Evitar cambios bruscos de temperatura e intensificar prácticas higiénicas, como el lavado de manos; reforzar las defensas comiendo sano e ingiriendo no menos de dos litros de agua por día; entre otras, son recomendaciones del Ministerio de Salud Pública para hacer frente a las famosas e incómodas gripes de verano.
“Un simple estornudo puede acabar infectando a todo aquel que se encuentre alrededor, por ello es fundamental cubrirse con el brazo”, es otra puntualización de la cartera estatal ante la gran cantidad de casos a diario.
La gripe no es solo una enfermedad propia del invierno, la ocurrencia de este mal se produce igualmente durante el periodo estival, pero en menor proporción.
Entre las principales causas se encuentran los cambios bruscos de temperatura, provocados por los sistemas de refrigeración (aire acondicionado).

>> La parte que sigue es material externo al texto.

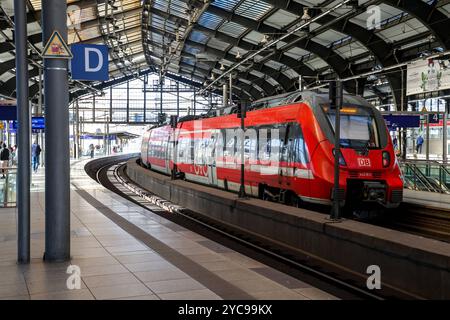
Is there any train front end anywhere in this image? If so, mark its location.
[315,96,403,210]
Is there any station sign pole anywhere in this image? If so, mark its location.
[42,0,72,262]
[14,0,31,263]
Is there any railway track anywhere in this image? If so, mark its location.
[380,204,450,242]
[85,159,411,300]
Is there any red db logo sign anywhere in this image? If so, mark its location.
[358,158,372,167]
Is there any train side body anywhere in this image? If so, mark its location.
[141,93,403,207]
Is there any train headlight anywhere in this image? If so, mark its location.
[383,151,391,168]
[333,149,347,167]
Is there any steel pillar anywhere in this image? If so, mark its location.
[442,99,450,162]
[14,0,31,263]
[42,0,70,262]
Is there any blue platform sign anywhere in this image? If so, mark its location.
[384,115,420,130]
[428,113,440,124]
[12,117,45,130]
[70,44,109,81]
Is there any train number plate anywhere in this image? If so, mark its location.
[358,158,372,167]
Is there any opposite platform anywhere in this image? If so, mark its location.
[0,161,335,300]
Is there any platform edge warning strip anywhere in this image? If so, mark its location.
[75,188,256,300]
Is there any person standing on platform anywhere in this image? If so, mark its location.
[12,145,19,166]
[31,141,42,173]
[0,144,10,179]
[89,144,95,159]
[416,135,423,154]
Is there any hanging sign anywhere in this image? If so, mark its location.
[42,31,73,59]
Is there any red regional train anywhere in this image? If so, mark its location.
[141,91,403,208]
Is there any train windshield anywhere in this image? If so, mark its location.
[323,106,380,149]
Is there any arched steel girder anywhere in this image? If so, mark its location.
[264,0,397,97]
[148,8,317,91]
[174,57,261,98]
[264,0,450,105]
[143,34,262,98]
[148,9,291,95]
[149,27,287,95]
[180,61,261,100]
[382,0,450,49]
[173,53,262,99]
[208,5,351,78]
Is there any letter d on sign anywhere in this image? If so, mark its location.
[366,265,381,290]
[84,48,103,72]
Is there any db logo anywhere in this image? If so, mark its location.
[358,158,372,167]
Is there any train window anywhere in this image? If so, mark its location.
[323,106,380,149]
[292,124,309,165]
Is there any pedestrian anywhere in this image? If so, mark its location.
[89,144,95,159]
[0,143,10,179]
[416,134,423,154]
[31,141,42,173]
[13,144,19,166]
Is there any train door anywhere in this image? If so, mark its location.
[163,132,173,173]
[206,132,219,186]
[278,124,291,189]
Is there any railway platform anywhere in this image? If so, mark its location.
[403,189,450,211]
[0,161,337,300]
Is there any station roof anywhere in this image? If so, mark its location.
[0,0,450,106]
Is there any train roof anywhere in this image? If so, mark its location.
[150,88,374,129]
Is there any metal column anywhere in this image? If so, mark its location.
[159,79,163,117]
[194,88,197,116]
[442,99,450,162]
[42,0,70,262]
[14,0,30,263]
[228,74,233,106]
[330,81,343,220]
[144,76,148,123]
[425,114,430,160]
[177,82,180,117]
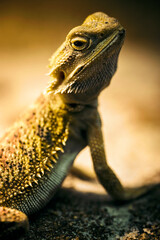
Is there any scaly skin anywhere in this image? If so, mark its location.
[0,13,154,239]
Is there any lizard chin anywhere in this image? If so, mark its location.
[55,45,124,104]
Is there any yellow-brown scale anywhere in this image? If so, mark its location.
[0,95,70,207]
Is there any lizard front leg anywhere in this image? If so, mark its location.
[88,116,153,201]
[0,207,29,240]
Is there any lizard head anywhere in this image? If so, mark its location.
[47,12,125,104]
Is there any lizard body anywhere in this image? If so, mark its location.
[0,13,152,239]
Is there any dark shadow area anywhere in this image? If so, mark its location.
[25,186,160,240]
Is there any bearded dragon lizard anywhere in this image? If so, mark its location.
[0,12,153,239]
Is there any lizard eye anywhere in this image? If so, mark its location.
[71,37,90,51]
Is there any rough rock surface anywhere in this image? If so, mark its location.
[25,183,160,240]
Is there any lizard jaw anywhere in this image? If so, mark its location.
[54,27,125,98]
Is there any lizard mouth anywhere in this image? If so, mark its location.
[69,28,125,79]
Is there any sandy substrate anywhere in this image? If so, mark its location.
[0,5,160,240]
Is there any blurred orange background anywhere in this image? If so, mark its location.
[0,0,160,192]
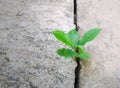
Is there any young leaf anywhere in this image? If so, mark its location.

El uso excesivo de acondicionadores de aire, así como una alimentación desequilibrada hacen que las defensas de nuestro organismo disminuyan, condición que es aprovechada por el virus para atacar el sistema inmunológico y provocar el cuadro respiratorio.
La fatiga, el estrés y no dormir lo suficiente también pueden contribuir a enfermarnos fácilmente.
En lo que va del año, 16.892 consultas por virus respiratorios se reportaron a nivel país. Los virus circulantes son Parainfluenza, Sincitial Respiratorio e Influenza A/H3.
De acuerdo a lo informado por la Dirección de Vigilancia de la Salud, la actividad de los virus respiratorios se encuentra dentro de lo esperado para la época del año. No obstante, en la última semana de enero se registró un leve aumento del 8 % en las notificaciones con respecto a la semana anterior.
Hasta el momento, 164 personas con Infección Respiratoria Aguda (IRAG) fueron hospitalizadas y el 14 % de ellas requirió cuidados intensivos.
¿Cómo prevenir la gripe en verano?
Para prevenir la gripe y los resfriados en verano, la cartera sanitaria recomienda:
a) Lavado frecuente de las manos, puesto que es uno de los medios principales por los que se contagian los virus.
b) Evitar los cambios bruscos de temperatura. Se aconseja el uso de abrigos livianos en ambientes cerrados con aire acondicionado donde la temperatura es muy baja. Lo mejor es no exponerse mucho tiempo al sol y mantener el sistema de climatización a una temperatura de entre 22 y 24º C.
c) Las bebidas muy frías y muy calientes tampoco son muy recomendadas.
d) Fortalecer las defensas con una alimentación saludable es clave para prevenir la enfermedad. Mantener una dieta equilibrada aumentando el consumo diario de frutas y verduras (2 a 3 porciones) y líquidos, principalmente agua (no menos de 2 litros), contribuye a mantener un nivel de buena salud.
Cabe destacar que no existe ninguna diferencia entre un resfriado de verano y uno de invierno, puesto que los síntomas y el cuadro que presenta el paciente son los mismos.
La afectación de las vías respiratorias superiores puede durar aproximadamente una semana y su periodo de incubación es de 48 a 72 horas.
Para impedir la propagación de la enfermedad, insistir en prácticas higiénicas es fundamental. Recuerde, un simple estornudo puede acabar infectando a todo aquel que se encuentre alrededor.